Interface SplitParsingContext


  • public interface SplitParsingContext
    An object representing the context of a data split parsing operation. Parsers use the context to:
    • Get the split to be parsed
    • Publish parsed records
    • Handle parsing errors which may arise
    • Method Detail

      • getSplit

        DataSplit getSplit()
        Gets the split being parsed.
        Returns:
        the currently parsed split
      • startRecord

        void startRecord​(long offsetInSplit)
        Establishes the context for the current record. Errors messages and published records will be associated with this information.
        Parameters:
        offsetInSplit - the offset within the split at which the record begins. This offset should be either in bytes or characters as appropriate for the format.
      • publishRecord

        void publishRecord()
        Signals that the current record is ready to be published. Field values are set in the buffers provided to DataParser#bindOutput(RecordSettable).
      • discardRecord

        void discardRecord()
        Signals that the current record should be ignored. Field values in the buffers provided to DataParser#bindOutput(RecordSettable) should be discarded.
      • bulkPublish

        void bulkPublish​(RecordTokenSequence records)
        Provides a set of records to publish.

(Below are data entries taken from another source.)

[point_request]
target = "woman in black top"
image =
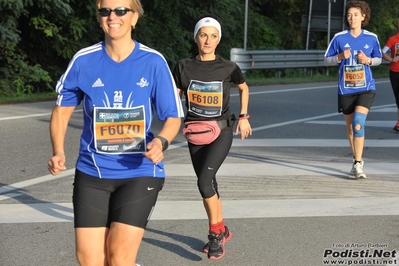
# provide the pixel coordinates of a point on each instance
(205, 81)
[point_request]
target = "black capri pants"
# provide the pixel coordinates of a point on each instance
(394, 77)
(207, 159)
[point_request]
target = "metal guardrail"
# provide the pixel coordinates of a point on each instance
(277, 59)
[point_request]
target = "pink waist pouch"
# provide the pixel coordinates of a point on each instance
(201, 132)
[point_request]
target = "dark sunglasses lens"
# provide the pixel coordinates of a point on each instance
(104, 12)
(121, 11)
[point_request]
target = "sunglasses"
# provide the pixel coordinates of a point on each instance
(119, 11)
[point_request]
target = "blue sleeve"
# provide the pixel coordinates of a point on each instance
(67, 87)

        This method is intended only for column oriented block formats which assemble multiple records at once. For row oriented formats, publishRecord() should be used instead.

        Parameters:
        records -
      • handleFieldError

        void handleFieldError​(String message)
        Reports a field parsing error.
        Parameters:
        message - additional information about the error. The message is interpreted within the context of the current split, so this data need not be included.
      • handleMissingFields

        void handleMissingFields​(String message)
        Reports a record being found to having missing fields.
        Parameters:
        message - additional information about the error. The message is interpreted within the context of the current split, so this data need not be included.
      • handleExtraField

        void handleExtraField​(String message)
        Reports an extra field being found in a record.
        Parameters:
        message - additional information about the error. The message is interpreted within the context of the current split, so this data need not be included.
      • handleParseException

        void handleParseException​(long offsetInSplit,
                                  Exception e)
        Reports an exception occurring during parsing of the split. A parser should invoke this when an exception occurs within DataParser#parseSplit(SplitParsingContext).
        Parameters:
        offsetInSplit - the current offset, in bytes or characters, within the split when the error occurred. The appropriate units for the format should be used.
        e - the exception that occurred